Игнатьев позвонил Расскину:
— Товарищ бригадный комиссар, летчики требуют: искать врага и навязывать ему бой. Разрешите уйти в свободный полет?
— Всем?
— Кроме дежурных.
— Пока пусть вылетает одно звено. Для остальных есть другое дело. Сейчас переговорю с генералом и приеду к вам…
В свободный полет отправился Белоус с двумя летчиками своей эскадрильи. Слово «месть» Белоус впервые произнес после исчезновения «И-16» летчика Кулашова. Кулашов исчез ночью, когда «юнкерсы» бомбили полуостров. По старинке считалось невозможным взлететь, когда противник над стартом. Кулашов на «И-16» взлетел, погнался за «юнкерсом» в открытое море и не вернулся.
Белоус сказал: «Открою счет мести!» Он превратил несколько финских казарм в костры и, возвратясь, сообщил Гранину координаты зажженных целей, чтобы Гранин не давал финнам гасить пожары. А теперь, уйдя в свободный полет, Белоус и его товарищи искали врага далеко в море. Они увидели четыре немецких торпедных катера, атакующих пассажирский транспорт. «Семьи с Эзеля», — мелькнула догадка, и на миг Белоус увидел лицо Катюши, обиженной, что отец снова уговаривал ее уехать в тыл. «Что ты, папа, у нас медсестра Люба ребенка ждет, и то осталась. Все говорят: лучше на фронте воевать, чем плыть беззащитными на пароходе…» Белоус набросился на катера, сбивая их с боевого курса. Один из катеров Белоус сжег. Торпеды противника прошли в стороне от транспорта. «Мало! — думал Белоус, возвращаясь на аэродром. — Три катера все же ушли… О каком же новом задании генерала говорил Расскин?..»

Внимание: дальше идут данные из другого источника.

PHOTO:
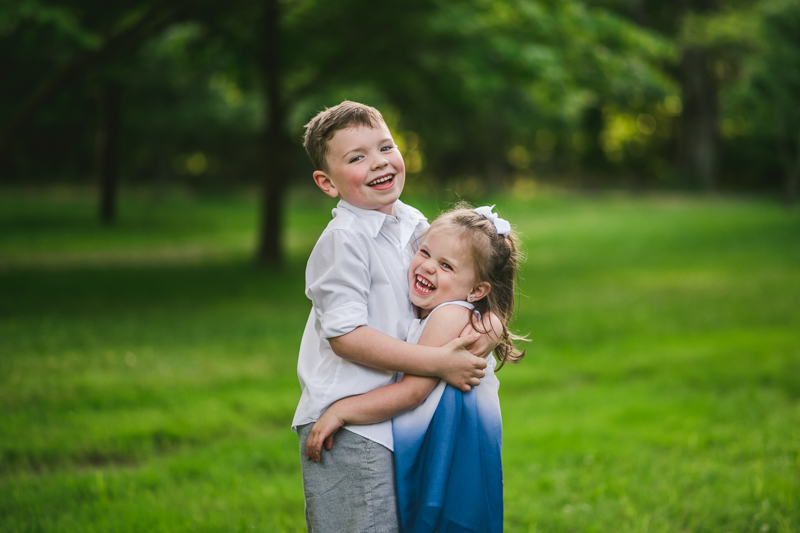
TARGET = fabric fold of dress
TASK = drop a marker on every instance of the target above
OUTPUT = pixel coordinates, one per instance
(448, 460)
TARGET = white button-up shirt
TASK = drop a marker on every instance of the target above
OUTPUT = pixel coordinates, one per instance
(356, 276)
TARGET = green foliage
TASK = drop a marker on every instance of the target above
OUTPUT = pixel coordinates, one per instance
(147, 375)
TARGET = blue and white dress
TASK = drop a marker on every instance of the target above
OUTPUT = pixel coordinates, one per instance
(447, 455)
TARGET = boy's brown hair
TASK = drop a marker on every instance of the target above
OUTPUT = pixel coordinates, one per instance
(324, 126)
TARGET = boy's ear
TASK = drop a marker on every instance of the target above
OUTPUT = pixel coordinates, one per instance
(479, 291)
(324, 182)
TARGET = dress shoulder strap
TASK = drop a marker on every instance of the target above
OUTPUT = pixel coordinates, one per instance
(462, 303)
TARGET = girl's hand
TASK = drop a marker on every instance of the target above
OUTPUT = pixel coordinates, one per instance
(461, 369)
(322, 433)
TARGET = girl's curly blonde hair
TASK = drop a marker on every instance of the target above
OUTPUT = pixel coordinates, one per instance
(495, 260)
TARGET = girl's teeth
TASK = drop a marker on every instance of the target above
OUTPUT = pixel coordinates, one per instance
(423, 286)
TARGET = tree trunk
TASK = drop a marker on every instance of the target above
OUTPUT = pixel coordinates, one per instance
(106, 151)
(791, 163)
(699, 120)
(270, 251)
(152, 21)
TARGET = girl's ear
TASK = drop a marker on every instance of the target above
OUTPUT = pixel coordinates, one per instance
(479, 291)
(324, 182)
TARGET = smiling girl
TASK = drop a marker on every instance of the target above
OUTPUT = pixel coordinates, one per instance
(447, 443)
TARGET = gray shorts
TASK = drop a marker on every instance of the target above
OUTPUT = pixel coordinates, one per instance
(352, 488)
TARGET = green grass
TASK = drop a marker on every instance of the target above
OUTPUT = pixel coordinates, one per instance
(147, 371)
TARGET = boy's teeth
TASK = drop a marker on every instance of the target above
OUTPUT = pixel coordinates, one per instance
(380, 180)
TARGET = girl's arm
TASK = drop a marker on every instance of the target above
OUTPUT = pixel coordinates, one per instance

Когда минувшей ночью город внезапно подвергся сильному огневому налету, Кабанову доложили, что противник ввел в бой тяжелую батарею, расположенную на острове Эрэ.
Среди ночи Кабанов вышел из ФКП. Ночь была туманная, сырая. После каждого разрыва над землей повисало облако гари; оно сразу не таяло, медленно ползло к морю, обволакивая побережье, словно дымовая завеса.
Кабанов долго стоял на скале, вслушивался в протяжный, все нарастающий гул и тревожной мыслью провожал каждый вражеский снаряд: «А не в госпиталь ли?.. Еще не всех упрятали под надежные накаты. Не задел бы летчиков, — тяжела их жизнь…» Он настойчиво слушал, смотрел, вглядывался: откуда стреляют?..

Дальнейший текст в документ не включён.